Sur l'île d'Ithaque, battue par les flots, Pénélope attend.
Elle attend son mari, parti combattre à Troie. Et Pénélope a promis de lui rester fidèle et de l'attendre. Mais le trône est vide et les prétendants affluent ! Ils investissent le palais. Pénélope résiste. Elle attendra les 10 ans de la guerre de Troie et les 10 ans de l'errance d'Ulysse pendant son voyage de retour.
Lasse des sollicitudes des prétendants, Pénélope met au point un stratagème pour leur résister : elle acceptera d'épouser l'un d'eux mais elle doit d'abord terminer de tisser le linceul de son beau-père Laerte; et à l'abri des regards, la nuit elle défait ce qu'elle a fait le jour. Rusée Pénélope, à l'image de son mari.
Crédit @franceTV5Monde
La Pénélope de Marie Robert, bien ancrée dans notre XXIème siècle, a décidé elle de ne plus attendre ! Après une rupture amoureuse, une démission professionnelle, une déprime du fond de son lit et du sable sous les draps, la voilà qui se lève et part... en Grèce, à Itaque justement à la rencontre de son alter ego antique. Et Pénélope va y découvrir la Philosophie.
Le Voyage de Pénélope aux éditions Flammarion, 19€.
Rencontre avec Marie Robert
Crédit photo @Pascal Ito Flammarion
Marie, tu reviens avec un 3ème ouvrage, un peu différent des précédents, puisque c’est un roman. Pourquoi avoir choisi la fiction pour continuer à parler de philosophie ?
Au fond, je crois que c’était une suite logique… Dans mes deux premiers ouvrages, la fiction était déjà présente sous formes d’anecdotes, mais cette fois-ci j’avais envie d’explorer la réflexion à travers des personnages.
Je crois que la manière la plus efficace de s’emparer d’un concept est le récit. La littérature pose des hypothèses.

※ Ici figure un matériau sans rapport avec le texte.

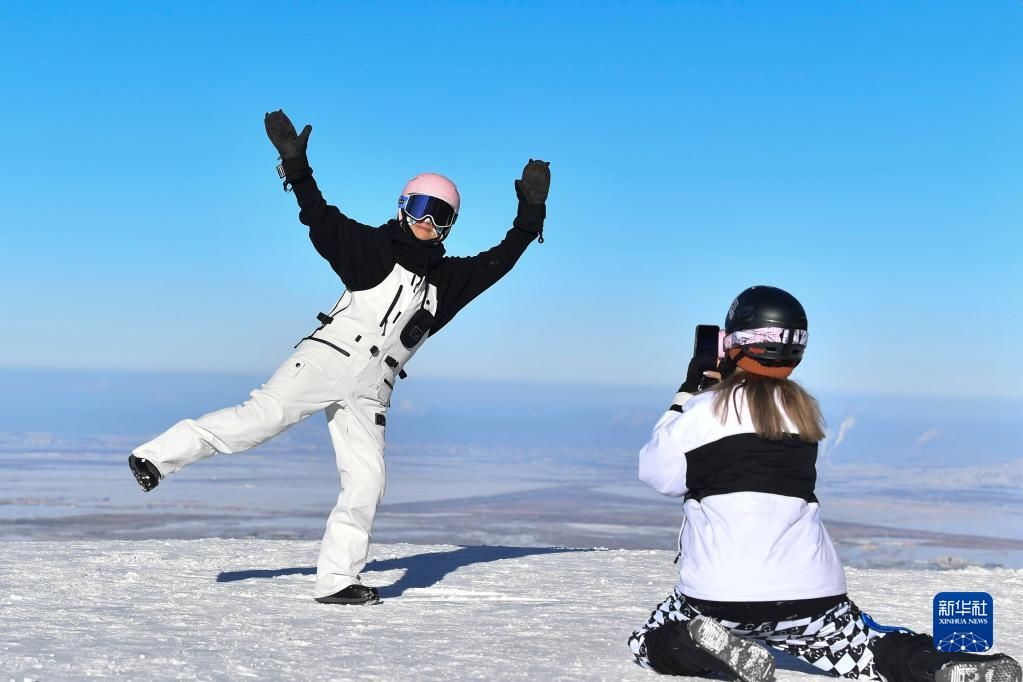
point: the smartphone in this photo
(707, 342)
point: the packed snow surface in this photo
(232, 609)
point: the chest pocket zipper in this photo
(394, 303)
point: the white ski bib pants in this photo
(347, 368)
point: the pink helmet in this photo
(416, 202)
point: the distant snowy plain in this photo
(210, 576)
(232, 609)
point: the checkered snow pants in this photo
(835, 641)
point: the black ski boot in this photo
(353, 594)
(743, 658)
(910, 657)
(145, 472)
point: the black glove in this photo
(280, 130)
(535, 182)
(695, 380)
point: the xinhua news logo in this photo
(964, 622)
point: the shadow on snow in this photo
(420, 570)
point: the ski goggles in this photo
(420, 207)
(765, 335)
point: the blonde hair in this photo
(763, 395)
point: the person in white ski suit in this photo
(756, 563)
(401, 288)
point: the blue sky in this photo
(863, 155)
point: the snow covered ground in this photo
(231, 609)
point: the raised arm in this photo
(461, 279)
(343, 241)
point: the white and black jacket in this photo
(751, 528)
(390, 276)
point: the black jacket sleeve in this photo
(461, 279)
(359, 254)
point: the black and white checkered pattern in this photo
(835, 641)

C’est aussi l’objet de la philosophie.
A qui s’adresse ton livre ?
A tous je crois, enfin, j’espère !
A tous ceux qui se questionnent, à tous ceux qui ont dû un jour quitter leur port d’attache, à ceux qui veulent voyager depuis chez eux, aux lycéens désireux de réviser autrement, aux lecteurs de comédie romantiques, à ceux qui ont peur de la philo…etc.
Bref, la philosophie a une prétention d’universalité et Pénélope n’y échappe pas !
Tout commence par un départ, est-ce qu’il n’y a pas toujours un peu de fuite dans ces départs là ?
C’est l’inverse je crois. Pénélope ne fuit pas, elle affronte.
En partant, elle est obligée de dessiner de nouveaux appuis, de saisir ce qui ne va pas, ce qui lui pèse, ce dont elle doit s’affranchir.
Restez statique, c’est une fuite plus grande encore, c’est refuser le mouvement qui nous impose de trouver des solutions.
C’est finalement un peu une situation de crise (Pénélope déprime sec) qui déclenche tout, comme lors de tes ouvrages précédents. A croire que les crises sont finalement inévitables, nécessaires et bénéfiques ?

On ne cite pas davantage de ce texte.